Lorenz has shot images all over the world, so when presented with a new brief, his first instinct would be to consider whether a location he'd already used might be suitable. "I know a lot of photogenic places, so I'd use one of those if it fitted the brief," he says. "You cannot really look for cool locations, they find you. I like to be outside at the weekend, I try to get into the mountains to explore. And then, of course, you see cool stuff. I find inspiration everywhere. I might be watching a documentary about volcanoes in Iceland and think, 'Oh, that's such a photogenic place.'"
Lorenz also advises thinking about the conditions that you might be shooting in, and what impact that could have on your final image. "I probably wouldn't shoot in 'perfect' conditions, I'd wait for rain or snow to add some drama and use lights to create an atmospheric picture," he explains. "Fog is perfect for shooting silhouettes. You just need a light source positioned towards the camera to light up the small particles in the air. The flash has to be a little bit hidden – you don't want all the light on your lens – so you need something in between. Snow is reflective, so you can use lights in a nice way."

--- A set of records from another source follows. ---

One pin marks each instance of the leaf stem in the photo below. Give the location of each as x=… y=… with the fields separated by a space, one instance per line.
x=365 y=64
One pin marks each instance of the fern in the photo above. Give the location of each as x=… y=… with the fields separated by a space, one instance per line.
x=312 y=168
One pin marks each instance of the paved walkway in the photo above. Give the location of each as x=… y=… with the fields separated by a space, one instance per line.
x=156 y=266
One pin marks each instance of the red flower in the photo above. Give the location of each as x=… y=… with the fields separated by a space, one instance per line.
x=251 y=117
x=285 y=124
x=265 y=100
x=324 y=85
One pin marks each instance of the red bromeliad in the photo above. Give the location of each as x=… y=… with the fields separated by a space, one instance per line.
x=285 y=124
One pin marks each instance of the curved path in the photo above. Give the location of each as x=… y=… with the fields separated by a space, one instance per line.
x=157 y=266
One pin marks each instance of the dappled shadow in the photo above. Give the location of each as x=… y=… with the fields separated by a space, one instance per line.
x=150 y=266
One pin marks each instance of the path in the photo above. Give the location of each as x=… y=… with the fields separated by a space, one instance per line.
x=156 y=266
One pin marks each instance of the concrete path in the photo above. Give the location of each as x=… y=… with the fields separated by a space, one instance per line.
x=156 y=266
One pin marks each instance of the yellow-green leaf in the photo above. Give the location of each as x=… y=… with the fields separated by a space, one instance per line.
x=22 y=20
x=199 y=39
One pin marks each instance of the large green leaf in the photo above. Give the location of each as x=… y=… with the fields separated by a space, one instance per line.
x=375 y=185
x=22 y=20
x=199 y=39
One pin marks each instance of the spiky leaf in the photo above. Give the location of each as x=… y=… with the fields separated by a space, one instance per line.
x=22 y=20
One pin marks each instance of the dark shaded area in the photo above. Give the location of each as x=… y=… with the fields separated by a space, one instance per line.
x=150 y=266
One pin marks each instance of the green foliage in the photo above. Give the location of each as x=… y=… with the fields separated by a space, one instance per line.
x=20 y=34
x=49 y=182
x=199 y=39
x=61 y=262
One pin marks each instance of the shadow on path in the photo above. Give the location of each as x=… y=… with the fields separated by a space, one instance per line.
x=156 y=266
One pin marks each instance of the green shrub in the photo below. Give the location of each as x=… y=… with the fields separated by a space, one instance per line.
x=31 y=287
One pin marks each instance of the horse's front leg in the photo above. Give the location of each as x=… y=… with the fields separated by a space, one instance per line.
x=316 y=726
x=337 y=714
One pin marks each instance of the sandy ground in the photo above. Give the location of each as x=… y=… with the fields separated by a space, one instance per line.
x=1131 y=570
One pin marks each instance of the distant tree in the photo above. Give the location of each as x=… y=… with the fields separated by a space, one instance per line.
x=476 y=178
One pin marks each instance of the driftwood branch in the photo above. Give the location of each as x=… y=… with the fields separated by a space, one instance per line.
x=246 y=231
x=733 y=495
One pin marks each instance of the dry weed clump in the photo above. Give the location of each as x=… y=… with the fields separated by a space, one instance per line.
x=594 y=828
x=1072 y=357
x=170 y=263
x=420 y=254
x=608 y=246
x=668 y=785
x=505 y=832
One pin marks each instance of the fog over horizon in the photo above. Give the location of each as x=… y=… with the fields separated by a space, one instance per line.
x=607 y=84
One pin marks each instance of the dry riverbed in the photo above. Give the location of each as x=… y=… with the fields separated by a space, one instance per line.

When shooting outdoors, remember that it's not always possible to control everything precisely. "You have to fit the brief within your natural shooting style and the conditions at the time, while remaining flexible," explains Lorenz. "Your technique will depend on the weather and the time of the shoot. You have to take what's there and decide on what's right for the conditions. If something isn't working, don't push it – look for other creative opportunities."